Banco é condenado a pagar r$ 120 mil por danos morais.

Fonte: Tribunal Regional do Trabalho 15ª Região Campinas

A 11ª Câmara do TRT da 15ª Região, que tem sede em Campinas, deu provimento a recurso de um bancário, condenando seu ex-empregador ao pagamento de R$ 120 mil por danos morais. O trabalhador foi demitido sem justa causa, depois de 26 anos de serviços prestados à instituição bancária. Segundo a decisão unânime, o desligamento se deu em virtude de fatos que, sem a devida apuração administrativa, não poderiam ser atribuídos ao funcionário.

O trabalhador foi dispensado, após ter sido constatada uma diferença de R$ 5,2 mil em envelopes de dinheiro remetidos pela diretora de uma universidade ao posto de atendimento bancário (PAB) onde trabalhava o reclamante.

Segundo ele, o banco não teve o cuidado de realizar a devida apuração dos fatos, preferindo indenizar o cliente e demiti-lo. O autor reforça que a demissão provocou abalo moral, além do prejuízo material, pois ele estava prestes a adquirir estabilidade pré-aposentadoria, conforme norma coletiva.

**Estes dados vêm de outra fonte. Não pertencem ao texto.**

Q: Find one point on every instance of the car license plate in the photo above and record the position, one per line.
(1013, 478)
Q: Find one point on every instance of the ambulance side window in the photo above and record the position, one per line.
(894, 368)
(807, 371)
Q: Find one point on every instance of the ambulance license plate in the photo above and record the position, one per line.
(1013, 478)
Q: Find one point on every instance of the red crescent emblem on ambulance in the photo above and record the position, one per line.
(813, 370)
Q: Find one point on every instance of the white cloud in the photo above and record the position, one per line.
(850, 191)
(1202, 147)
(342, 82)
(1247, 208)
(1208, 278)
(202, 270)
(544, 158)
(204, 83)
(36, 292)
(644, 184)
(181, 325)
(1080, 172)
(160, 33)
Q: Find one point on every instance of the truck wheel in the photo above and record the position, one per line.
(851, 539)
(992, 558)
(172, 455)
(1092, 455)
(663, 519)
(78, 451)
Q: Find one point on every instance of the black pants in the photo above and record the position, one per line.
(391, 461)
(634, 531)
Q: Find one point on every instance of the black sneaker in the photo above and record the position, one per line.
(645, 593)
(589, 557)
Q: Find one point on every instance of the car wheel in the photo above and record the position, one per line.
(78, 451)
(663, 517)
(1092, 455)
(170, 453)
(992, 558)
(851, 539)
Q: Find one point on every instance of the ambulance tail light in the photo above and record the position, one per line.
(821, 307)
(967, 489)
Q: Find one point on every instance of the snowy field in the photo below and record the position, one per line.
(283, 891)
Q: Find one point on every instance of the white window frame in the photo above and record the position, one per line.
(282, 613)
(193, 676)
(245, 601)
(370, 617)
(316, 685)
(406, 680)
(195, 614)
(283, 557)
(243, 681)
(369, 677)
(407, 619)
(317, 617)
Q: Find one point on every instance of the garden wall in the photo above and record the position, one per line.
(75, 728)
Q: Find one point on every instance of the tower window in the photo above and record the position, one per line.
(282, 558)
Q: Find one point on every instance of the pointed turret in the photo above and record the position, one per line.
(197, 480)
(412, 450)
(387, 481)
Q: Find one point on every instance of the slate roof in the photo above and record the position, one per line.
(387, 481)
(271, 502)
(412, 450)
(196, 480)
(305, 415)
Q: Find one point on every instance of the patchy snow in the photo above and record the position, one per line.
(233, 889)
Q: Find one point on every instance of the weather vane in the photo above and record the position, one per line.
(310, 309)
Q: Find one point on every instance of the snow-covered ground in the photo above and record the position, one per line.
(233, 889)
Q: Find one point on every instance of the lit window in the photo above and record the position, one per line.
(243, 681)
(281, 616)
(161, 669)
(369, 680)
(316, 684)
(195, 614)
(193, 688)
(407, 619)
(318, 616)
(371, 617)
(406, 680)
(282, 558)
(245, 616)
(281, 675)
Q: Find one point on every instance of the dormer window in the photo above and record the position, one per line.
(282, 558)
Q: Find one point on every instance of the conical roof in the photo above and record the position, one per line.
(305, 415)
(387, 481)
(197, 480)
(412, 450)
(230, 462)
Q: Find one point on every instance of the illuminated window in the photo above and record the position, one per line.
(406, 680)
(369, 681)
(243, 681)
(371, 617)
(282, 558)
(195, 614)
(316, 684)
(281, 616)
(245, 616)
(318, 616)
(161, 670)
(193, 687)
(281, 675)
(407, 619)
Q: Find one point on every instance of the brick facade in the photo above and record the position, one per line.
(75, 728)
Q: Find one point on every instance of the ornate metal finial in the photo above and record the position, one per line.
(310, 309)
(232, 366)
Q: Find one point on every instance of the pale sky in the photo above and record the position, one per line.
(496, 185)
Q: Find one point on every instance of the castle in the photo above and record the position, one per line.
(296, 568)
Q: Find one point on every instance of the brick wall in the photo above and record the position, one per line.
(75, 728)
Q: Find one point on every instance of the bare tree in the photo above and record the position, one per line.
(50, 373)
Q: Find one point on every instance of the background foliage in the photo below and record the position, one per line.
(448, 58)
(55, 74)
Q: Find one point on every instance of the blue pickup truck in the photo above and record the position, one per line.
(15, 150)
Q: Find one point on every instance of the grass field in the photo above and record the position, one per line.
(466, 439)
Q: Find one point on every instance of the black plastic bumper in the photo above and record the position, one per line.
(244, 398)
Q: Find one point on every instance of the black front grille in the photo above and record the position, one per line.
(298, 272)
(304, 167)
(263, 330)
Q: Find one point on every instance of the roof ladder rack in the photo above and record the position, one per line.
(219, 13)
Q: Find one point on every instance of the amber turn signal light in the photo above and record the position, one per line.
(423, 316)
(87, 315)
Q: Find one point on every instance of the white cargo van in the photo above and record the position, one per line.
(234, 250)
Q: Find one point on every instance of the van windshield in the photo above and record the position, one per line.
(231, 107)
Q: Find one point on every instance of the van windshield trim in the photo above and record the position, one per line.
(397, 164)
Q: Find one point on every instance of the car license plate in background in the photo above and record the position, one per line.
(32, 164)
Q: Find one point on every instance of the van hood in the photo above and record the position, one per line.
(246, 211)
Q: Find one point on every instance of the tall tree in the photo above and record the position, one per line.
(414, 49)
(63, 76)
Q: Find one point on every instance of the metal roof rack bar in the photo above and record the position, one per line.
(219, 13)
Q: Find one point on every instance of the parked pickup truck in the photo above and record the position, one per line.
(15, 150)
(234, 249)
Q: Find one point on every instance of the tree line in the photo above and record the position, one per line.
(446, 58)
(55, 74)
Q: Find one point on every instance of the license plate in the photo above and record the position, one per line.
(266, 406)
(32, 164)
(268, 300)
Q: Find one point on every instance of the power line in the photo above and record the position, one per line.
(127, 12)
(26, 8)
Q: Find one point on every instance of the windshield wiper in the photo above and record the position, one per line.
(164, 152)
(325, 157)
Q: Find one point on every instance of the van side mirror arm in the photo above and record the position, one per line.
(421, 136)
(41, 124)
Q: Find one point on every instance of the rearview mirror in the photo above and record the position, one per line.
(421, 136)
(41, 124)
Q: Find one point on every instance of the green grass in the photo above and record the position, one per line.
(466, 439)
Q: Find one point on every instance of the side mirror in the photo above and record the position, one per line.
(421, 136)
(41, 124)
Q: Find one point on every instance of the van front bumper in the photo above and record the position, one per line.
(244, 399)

Para a relatora do processo no TRT, a juíza convocada Maria da Graça Bonança Barbosa, é incontroverso que o banco não se preocupou em apurar administrativamente o fato. Ela ressalta que uma testemunha (funcionária da instituição de ensino) confirmou que o próprio cliente não sabia a origem da diferença, nem como o dinheiro que deveria ser depositado no posto bancário havia sido "extraviado".

Em seu voto, a relatora observa que "se o numerário não foi entregue de imediato ao PAB para conferência e depósito na presença do cliente, mas sim colocado em envelopes apenas grampeados, guardados em uma caixa, (...) trazidos no dia seguinte à tesouraria da universidade e só então levados para o PAB, não há como se atribuir qualquer responsabilidade pela diferença ao funcionário do banco".

Segundo a magistrada, o fato de o funcionário morar em uma cidade pequena, onde não há quem não o conheça, acarretou repercussão significativa em sua vida, pois toda a população local ficou sabendo dos fatos envolvendo sua dispensa. "....Ainda que essa [a demissão] tenha sido feita sem justa causa, o peso da culpa pelo extravio do numerário recaiu sobre o trabalhador", argumentou a juíza.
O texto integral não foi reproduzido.